De l’exigence du cinéma d’auteur aux rôles de premier plan

Au cinéma, elle construit une filmographie variée, alternant courts-métrages ambitieux et longs-métrages remarqués. Elle collabore avec des cinéastes de renom tels qu’Amos Gitaï dans Plus tard tu comprendras, ou sa mère Hiam Abbass dans son premier long-métrage Héritage. En 2019, elle livre une prestation sensible dans Tu mérites un amour, réalisé par Hafsia Herzi, avant de participer au film américain Aviva de Boaz Yakin.

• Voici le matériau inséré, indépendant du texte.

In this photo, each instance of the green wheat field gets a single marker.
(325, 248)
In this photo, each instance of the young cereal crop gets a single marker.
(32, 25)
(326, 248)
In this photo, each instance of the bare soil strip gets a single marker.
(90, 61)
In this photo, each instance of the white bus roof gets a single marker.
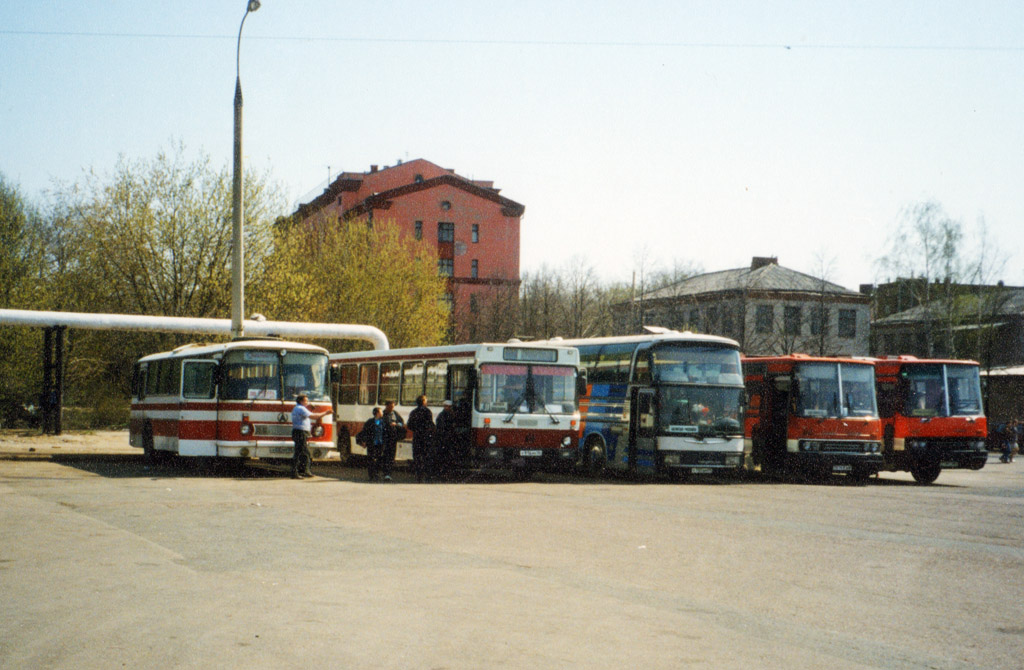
(672, 336)
(201, 350)
(451, 350)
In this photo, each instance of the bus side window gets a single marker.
(198, 379)
(368, 383)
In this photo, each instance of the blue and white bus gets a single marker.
(665, 403)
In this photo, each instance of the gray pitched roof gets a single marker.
(1012, 304)
(767, 278)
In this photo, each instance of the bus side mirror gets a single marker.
(582, 383)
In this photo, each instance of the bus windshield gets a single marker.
(700, 410)
(834, 390)
(696, 365)
(260, 374)
(927, 393)
(526, 388)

Elle enchaîne ensuite avec le drame poignant Tu me ressembles de Dina Amer, présenté à la Mostra de Venise, puis apparaît dans La Nuit du 12 de Dominik Moll, œuvre majeure récompensée aux César.

L’année 2022 marque un tournant décisif dans son exposition médiatique grâce à la télévision. Elle prête ses traits à Sarah Oussekine dans la mini-série événement Oussekine diffusée sur Disney+. Ce projet historique, co-écrit par sa sœur Lina, retrace la tragédie de la mort de Malik Oussekine en 1986. Sa performance remarquable lui vaut d’être saluée par la critique et de remporter le prix de la Meilleure Actrice au Festival Séries Mania.

L’affirmation d’une tête d’affiche avec Cimetière indien

En 2025, Mouna Soualem franchit un nouveau cap en décrochant le rôle principal de la série Canal+ Cimetière indien, co-réalisée par Stéphane Demoustier et Farid Bentoumi. Dans ce thriller politique et social en huit épisodes, elle incarne Lidia Achour, une policière d’une brigade antiterroriste confrontée à une enquête complexe près de Marseille. L’intrigue se déploie sur deux temporalités, en 1995 et en 2024, permettant à l’actrice de camper son personnage à des âges différents de sa vie, alors qu’elle est en lice pour devenir Préfet de Paris.

Ce rôle d’envergure, pour lequel elle a réalisé l’intégralité de ses cascades, explore des thématiques particulièrement denses :

  • Les dérives et la corruption au sein des institutions policières ;
  • Le sexisme et le racisme systémiques auxquels se heurte son personnage ;
  • Les traumatismes persistants liés à la guerre d’Algérie en France.

En partageant l’affiche avec des figures telles qu’Hafsia Herzi et Olivier Rabourdin, elle confirme sa stature d’actrice principale capable de porter des récits physiques, complexes et profondément ancrés dans les réalités politiques contemporaines.

Une diversification continue vers de nouveaux horizons

Parallèlement à ses rôles physiques, elle prête régulièrement sa voix à des projets documentaires et artistiques exigeants, à l’image d’ Algérie, le dernier secret ou du projet Rester barbare. Son actualité cinématographique reste particulièrement riche avec sa participation au film Le Dernier Souffle de Costa-Gavras, ainsi que sa présence au casting du long-métrage La Petite Dernière d’Hafsia Herzi, récompensé au Festival de Cannes 2025.

Annoncée également au casting du thriller Karma de Guillaume Canet, elle continue d’étendre son registre de jeu. Qu’elle incarne des héroïnes du quotidien ou des figures confrontées à la grande Histoire, la comédienne impose une présence magnétique et intègre, s’affirmant comme l’une des voix les plus prometteuses et engagées de sa génération.